UPDATED June 10th, 2009 to incorporate more on lossless Ethernet (was in “read more” section, pulled to front)
Congratulations to everyone who worked on the standard.
The FCoE standard celebrates its one week anniversary today - the T11 standards body ratified FCoE as a standard in FC-BB-5 on Wednesday June 3rd.
I’m not so much an FCoE true believer so much as I am an Ethernet true believer. Coming to EMC from an iSCSI startup – I guess it was in the watercooler :-) As I’ve interacted with more customers, I’ve gained a better understanding on why FCoE is important. It offers a chance for a unified interconnect – covering a gamut of use cases. Since all FCoE adapters are by definition Converged Network adapters – customer can use one, and use it for 10GbE LAN, 10GbE NAS, 10GbE iSCSI, and Fibre Channel via FCoE.
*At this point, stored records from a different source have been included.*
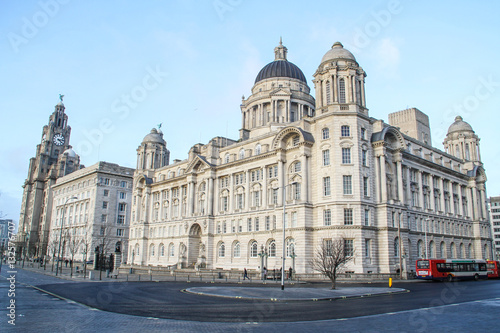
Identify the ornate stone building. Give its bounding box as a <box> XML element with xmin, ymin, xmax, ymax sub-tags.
<box><xmin>128</xmin><ymin>42</ymin><xmax>492</xmax><ymax>273</ymax></box>
<box><xmin>47</xmin><ymin>162</ymin><xmax>135</xmax><ymax>261</ymax></box>
<box><xmin>16</xmin><ymin>96</ymin><xmax>83</xmax><ymax>257</ymax></box>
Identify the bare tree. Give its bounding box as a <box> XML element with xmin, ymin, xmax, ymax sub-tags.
<box><xmin>45</xmin><ymin>238</ymin><xmax>59</xmax><ymax>271</ymax></box>
<box><xmin>311</xmin><ymin>237</ymin><xmax>354</xmax><ymax>289</ymax></box>
<box><xmin>66</xmin><ymin>234</ymin><xmax>81</xmax><ymax>277</ymax></box>
<box><xmin>96</xmin><ymin>224</ymin><xmax>113</xmax><ymax>280</ymax></box>
<box><xmin>80</xmin><ymin>224</ymin><xmax>93</xmax><ymax>279</ymax></box>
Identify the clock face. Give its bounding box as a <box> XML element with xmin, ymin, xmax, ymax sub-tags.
<box><xmin>52</xmin><ymin>134</ymin><xmax>64</xmax><ymax>146</ymax></box>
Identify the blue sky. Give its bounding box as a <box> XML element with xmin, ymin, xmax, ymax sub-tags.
<box><xmin>0</xmin><ymin>0</ymin><xmax>500</xmax><ymax>226</ymax></box>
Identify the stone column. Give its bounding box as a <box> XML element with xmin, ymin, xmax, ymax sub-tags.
<box><xmin>418</xmin><ymin>170</ymin><xmax>424</xmax><ymax>210</ymax></box>
<box><xmin>396</xmin><ymin>154</ymin><xmax>405</xmax><ymax>205</ymax></box>
<box><xmin>301</xmin><ymin>153</ymin><xmax>309</xmax><ymax>202</ymax></box>
<box><xmin>380</xmin><ymin>154</ymin><xmax>387</xmax><ymax>203</ymax></box>
<box><xmin>207</xmin><ymin>175</ymin><xmax>214</xmax><ymax>216</ymax></box>
<box><xmin>375</xmin><ymin>156</ymin><xmax>382</xmax><ymax>202</ymax></box>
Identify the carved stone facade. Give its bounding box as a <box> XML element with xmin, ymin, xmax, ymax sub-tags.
<box><xmin>128</xmin><ymin>42</ymin><xmax>492</xmax><ymax>273</ymax></box>
<box><xmin>16</xmin><ymin>100</ymin><xmax>83</xmax><ymax>257</ymax></box>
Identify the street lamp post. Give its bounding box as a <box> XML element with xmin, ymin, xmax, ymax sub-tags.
<box><xmin>425</xmin><ymin>218</ymin><xmax>429</xmax><ymax>259</ymax></box>
<box><xmin>281</xmin><ymin>182</ymin><xmax>297</xmax><ymax>290</ymax></box>
<box><xmin>56</xmin><ymin>197</ymin><xmax>78</xmax><ymax>276</ymax></box>
<box><xmin>259</xmin><ymin>245</ymin><xmax>267</xmax><ymax>280</ymax></box>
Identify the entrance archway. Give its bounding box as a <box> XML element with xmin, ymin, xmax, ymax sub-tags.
<box><xmin>187</xmin><ymin>223</ymin><xmax>201</xmax><ymax>267</ymax></box>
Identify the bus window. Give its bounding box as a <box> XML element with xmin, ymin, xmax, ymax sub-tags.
<box><xmin>417</xmin><ymin>260</ymin><xmax>429</xmax><ymax>269</ymax></box>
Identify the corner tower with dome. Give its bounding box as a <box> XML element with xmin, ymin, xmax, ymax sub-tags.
<box><xmin>16</xmin><ymin>95</ymin><xmax>83</xmax><ymax>257</ymax></box>
<box><xmin>127</xmin><ymin>41</ymin><xmax>492</xmax><ymax>277</ymax></box>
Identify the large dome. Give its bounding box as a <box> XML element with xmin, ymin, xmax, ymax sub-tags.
<box><xmin>255</xmin><ymin>39</ymin><xmax>307</xmax><ymax>84</ymax></box>
<box><xmin>255</xmin><ymin>60</ymin><xmax>307</xmax><ymax>83</ymax></box>
<box><xmin>448</xmin><ymin>116</ymin><xmax>474</xmax><ymax>134</ymax></box>
<box><xmin>142</xmin><ymin>128</ymin><xmax>165</xmax><ymax>144</ymax></box>
<box><xmin>321</xmin><ymin>42</ymin><xmax>356</xmax><ymax>63</ymax></box>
I still stick by the bet I made with Chuck (come on iSCSI!) – he and I disagree often, but boy the conversation is always be fun :-)
http://chucksblog.typepad.com/chucks_blog/2007/10/yes-we-occasion.html
And you can see I’ve been interested in this for some time:
http://virtualgeek.typepad.com/virtual_geek/2008/06/10-gigabit-ethe.html
(BTW – this was June 2008 - was after a couple of months of being “deep dive” introed to what was at that point the very confidential Cisco project codenamed California)
So why is it important? On it’s own – iSCSI does not offer what FCoE brings to the table – a real chance for all current use cases/workloads - to consolidate the networks (by eliminating the “but what about this host here”… excuse) which in turn enables reductions in cable and port count, lower space/power requirements, and enable getting to a “cable once” (at least within major generational changes) model.
This doesn’t mean I’m saying iSCSI is bad or even “not as good” as FCoE. iSCSI is undoubtedly less expensive, and runs on a much, much broader set of equipment. iSCSI is the fastest growing storage segment by a long shot for all these reasons, and is often the protocol of choice for customers with no existing shared storage infrastructure. EMC is (and certainly I count myself in that) a huge iSCSI supporter. However, iSCSI does fundamentally have lossy characteristics (using TCP retransmits for data integrity), longer TCP/IP timeout characteristics and other But, without being able to cover the remaining use cases for FC – there wouldn’t be an opportunity for convergence of transport. FCoE is that opportunity.
UPDATE:
Now, there’s still more work to be done – as St0ragebear pointed out in the comments, and I think it’s worth pulling up to the front part of this article. First of all – now that the T11 standard is complete, there are other steps for it to become an ANSI standard – including a public review period. The bigger point I had originally in the “read more” section, but I will pull up here. Lossless Ethernet (CEE, DCE, IEEE Datacenter Bridging) is still not a standard, and this will take more time. This is an important part of the FCoE idea. The IEEE 802.1Qbb (Priority Flow Control) project is approved, but the standard is not done. You can find more about that here: http://www.ieee802.org/1/pages/dcbridges.html … Now back to the original text….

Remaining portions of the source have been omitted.